Por isso, muitas vezes perdemos totalmente o sentido da entrada de Jesus em
Jerusalém. Celebramos o evento como se fosse a entrada de um governante do
Império romano – ou dos impérios dos nossos tempos - com pompa, imponência, e
demonstração de poder e força. O contrário do que Jesus fez! Chamamos o evento
da “entrada triunfal de Jesus” - e realmente foi, mas como triunfo de Deus, que
se encarnou entre nós como Servo!
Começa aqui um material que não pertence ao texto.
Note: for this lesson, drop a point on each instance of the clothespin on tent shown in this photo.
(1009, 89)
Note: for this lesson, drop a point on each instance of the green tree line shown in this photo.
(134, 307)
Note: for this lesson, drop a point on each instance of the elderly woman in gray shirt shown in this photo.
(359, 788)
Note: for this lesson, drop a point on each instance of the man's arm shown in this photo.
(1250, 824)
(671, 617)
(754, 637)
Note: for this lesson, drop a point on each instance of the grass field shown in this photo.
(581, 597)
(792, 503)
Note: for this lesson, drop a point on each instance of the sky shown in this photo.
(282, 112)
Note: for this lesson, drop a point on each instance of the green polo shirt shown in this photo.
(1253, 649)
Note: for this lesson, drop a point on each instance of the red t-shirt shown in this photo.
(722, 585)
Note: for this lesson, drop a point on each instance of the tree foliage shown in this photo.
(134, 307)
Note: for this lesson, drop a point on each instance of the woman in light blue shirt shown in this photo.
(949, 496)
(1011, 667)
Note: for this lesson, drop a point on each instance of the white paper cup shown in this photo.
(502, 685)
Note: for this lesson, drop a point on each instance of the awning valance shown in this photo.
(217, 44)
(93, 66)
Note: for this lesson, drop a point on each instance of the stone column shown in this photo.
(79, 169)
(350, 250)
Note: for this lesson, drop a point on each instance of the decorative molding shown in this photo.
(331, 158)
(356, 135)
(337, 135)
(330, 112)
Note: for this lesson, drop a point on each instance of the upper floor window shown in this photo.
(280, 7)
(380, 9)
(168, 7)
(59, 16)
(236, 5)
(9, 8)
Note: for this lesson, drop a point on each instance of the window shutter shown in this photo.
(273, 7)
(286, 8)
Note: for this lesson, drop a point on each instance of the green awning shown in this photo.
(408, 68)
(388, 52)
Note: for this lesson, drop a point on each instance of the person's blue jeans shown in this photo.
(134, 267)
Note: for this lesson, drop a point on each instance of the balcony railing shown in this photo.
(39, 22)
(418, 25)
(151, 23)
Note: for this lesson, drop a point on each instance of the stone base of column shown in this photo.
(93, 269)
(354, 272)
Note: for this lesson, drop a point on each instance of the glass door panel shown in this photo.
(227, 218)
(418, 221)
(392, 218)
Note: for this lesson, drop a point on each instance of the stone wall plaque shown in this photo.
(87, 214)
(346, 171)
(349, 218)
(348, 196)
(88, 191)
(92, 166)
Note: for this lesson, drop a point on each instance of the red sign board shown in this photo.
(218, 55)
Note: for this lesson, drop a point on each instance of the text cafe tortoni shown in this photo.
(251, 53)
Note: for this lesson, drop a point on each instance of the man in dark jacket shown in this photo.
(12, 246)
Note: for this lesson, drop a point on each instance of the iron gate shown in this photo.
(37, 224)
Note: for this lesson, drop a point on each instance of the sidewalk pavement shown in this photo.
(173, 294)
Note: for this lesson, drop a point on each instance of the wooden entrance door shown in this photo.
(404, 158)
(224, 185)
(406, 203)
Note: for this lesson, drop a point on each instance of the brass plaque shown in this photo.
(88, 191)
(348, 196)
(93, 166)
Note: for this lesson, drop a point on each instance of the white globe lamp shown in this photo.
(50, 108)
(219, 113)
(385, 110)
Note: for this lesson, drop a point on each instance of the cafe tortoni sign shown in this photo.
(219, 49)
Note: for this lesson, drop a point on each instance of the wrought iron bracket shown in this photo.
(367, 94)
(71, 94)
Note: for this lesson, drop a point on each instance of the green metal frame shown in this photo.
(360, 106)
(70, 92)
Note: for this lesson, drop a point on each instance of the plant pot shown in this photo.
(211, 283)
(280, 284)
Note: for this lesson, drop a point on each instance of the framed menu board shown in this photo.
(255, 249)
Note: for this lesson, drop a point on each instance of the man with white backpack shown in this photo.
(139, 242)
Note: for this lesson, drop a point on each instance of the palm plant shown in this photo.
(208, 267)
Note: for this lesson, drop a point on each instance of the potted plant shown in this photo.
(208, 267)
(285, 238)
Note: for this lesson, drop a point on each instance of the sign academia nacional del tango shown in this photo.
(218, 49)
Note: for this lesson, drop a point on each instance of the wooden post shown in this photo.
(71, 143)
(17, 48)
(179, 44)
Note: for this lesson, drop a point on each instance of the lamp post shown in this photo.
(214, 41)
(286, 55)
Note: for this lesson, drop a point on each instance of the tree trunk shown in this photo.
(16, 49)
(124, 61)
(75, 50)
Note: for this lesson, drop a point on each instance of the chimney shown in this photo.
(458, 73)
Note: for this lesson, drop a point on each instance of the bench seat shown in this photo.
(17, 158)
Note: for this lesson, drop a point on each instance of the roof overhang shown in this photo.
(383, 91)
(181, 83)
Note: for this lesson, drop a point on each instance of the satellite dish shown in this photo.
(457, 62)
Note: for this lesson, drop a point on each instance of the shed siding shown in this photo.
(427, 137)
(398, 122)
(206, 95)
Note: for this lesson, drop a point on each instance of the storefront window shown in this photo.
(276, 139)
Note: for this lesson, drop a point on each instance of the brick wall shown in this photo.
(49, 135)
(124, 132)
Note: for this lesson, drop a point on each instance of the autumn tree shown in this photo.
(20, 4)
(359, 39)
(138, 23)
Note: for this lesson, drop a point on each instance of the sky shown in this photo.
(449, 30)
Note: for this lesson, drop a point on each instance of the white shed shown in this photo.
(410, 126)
Nada mais longe do sentido original desse
evento do que manifestações de poderio e pompa, mesmo - ou especialmente -
quando feitas em nome da Igreja e do Evangelho de Jesus!
O texto convida a todos nós a revermos as nossas atitudes. Seguimos Jesus - mas será que é o Jesus real, o Jesus de Nazaré, o Jesus rei dos pobres e humildes, o Jesus cumpridor da profecia de Zacarias? Ou inventamos outro
Jesus - poderoso
nos moldes da nossa sociedade, com força, poder e prestígio, conforme o mundo
entende esses termos? Essa semana foi o ponto culminante de toda a vida e
missão de Jesus - das suas opções concretas em favor dos oprimidos, do seu
desafio à religião oficial que escondia o verdadeiro rosto de Deus, das
consequências políticas e econômicas da sua proposta de uma sociedade justa e
igualitária, manifestação concreta da chegada do Reino de Deus. Tudo isso levou
os poderosos, romanos e judeus, a tramarem a sua morte. É importante lembrar
que a paixão e morte de Jesus foram consequência da sua vida - é impossível
entender o que significa a Semana Santa sem ligá-la com o resto da vida de
Jesus e com a sua proposta para a sociedade e para os seus seguidores. Jesus
não morreu – Ele foi morto
porque incomodava, como continua a incomodar ainda
hoje os que insistem num sistema opressor que é a expressão do anti-Reino,
mesmo quando disfarçado com um discurso religioso, como se fazia no Templo.
Um canto usado nas celebrações de hoje nos alerta: “Eles queriam um grande rei, que fosse forte, dominador. E por isso não creram n’Ele e mataram o salvador!” Realmente acreditamos no rei dos pobres e oprimidos, da paz e da solidariedade, da misericórdia e compaixão, ou só fazemos um folclore no Dia de Ramos, bonito, mas totalmente desvinculado da mensagem verídica e profunda do profeta Zacarias e do Evangelho de hoje?